To: Dustin who wrote (13371)7/10/2001 12:18:06 PM
From: Raymond Duray  Read Replies (1) | Respond to of 18137
 
Hi Dustin,

Re: Portfolio Insurance - A lot of very bright people don't conclude that it was the culprit in 1987. I happen to see it as a mechanism for the herd instinct of the investor class to kick in, creating a panic where none would have otherwise occured. The market was, of course, way too high in the summer of '87. The fact that it deflated over a two day period is simply indicative of how the market was rigged at the time. No curbs, no halts, and everyone trying to get on one side of the trades. Along with a FRB chairman who was asleep at the switch. Barron's at the time reported that the newly installed Allan Greenspan was on a plane to Dallas when the big drop occurred. Upon landing, he asked his banker associate there how the Dow had done for the day.

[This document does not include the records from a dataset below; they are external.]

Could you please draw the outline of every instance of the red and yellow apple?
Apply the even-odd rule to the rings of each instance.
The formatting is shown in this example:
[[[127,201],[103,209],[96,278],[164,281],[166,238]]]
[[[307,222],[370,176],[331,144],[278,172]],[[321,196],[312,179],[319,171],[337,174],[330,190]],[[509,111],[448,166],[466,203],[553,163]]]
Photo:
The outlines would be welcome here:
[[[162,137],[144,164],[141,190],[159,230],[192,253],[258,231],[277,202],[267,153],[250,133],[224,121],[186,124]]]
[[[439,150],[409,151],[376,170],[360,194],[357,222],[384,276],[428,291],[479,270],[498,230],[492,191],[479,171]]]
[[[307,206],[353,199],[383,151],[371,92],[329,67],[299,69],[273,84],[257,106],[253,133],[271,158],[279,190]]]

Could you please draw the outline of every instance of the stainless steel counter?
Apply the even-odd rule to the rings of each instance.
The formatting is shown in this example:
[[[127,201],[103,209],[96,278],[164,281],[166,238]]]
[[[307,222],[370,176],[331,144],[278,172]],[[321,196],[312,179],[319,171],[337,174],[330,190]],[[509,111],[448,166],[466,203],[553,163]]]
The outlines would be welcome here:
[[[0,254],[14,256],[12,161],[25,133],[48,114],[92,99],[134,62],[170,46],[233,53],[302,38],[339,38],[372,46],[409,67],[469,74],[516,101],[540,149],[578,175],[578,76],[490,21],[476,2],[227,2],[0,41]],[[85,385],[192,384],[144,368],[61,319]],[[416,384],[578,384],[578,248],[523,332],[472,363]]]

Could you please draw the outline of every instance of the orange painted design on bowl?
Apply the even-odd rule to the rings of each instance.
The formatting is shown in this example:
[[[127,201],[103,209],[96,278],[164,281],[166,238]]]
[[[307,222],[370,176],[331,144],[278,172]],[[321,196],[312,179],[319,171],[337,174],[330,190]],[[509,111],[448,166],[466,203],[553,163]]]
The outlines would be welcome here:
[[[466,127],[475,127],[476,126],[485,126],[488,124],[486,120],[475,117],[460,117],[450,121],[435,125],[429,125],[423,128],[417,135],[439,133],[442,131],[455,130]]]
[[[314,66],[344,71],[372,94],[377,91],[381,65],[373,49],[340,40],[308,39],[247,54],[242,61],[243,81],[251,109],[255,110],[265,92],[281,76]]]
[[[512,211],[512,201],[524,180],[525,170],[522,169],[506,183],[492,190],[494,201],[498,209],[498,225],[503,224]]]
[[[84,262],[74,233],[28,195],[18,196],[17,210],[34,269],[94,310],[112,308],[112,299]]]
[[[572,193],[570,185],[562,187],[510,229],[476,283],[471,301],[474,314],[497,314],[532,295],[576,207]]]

The chap responded "Down Five O' Eight". Greenspan said, "Pretty quiet day." Thinking that the market had moved down 5.08 points. Oops. They pay more attention now. And keep the Plunge Protection Team ready for catastrophe.

Re: The relation of trailing stops to portfolio insurance doesn't make much sense to me anyways.
To my mind, they are both automatic response mechanisms that can be self-amplifying.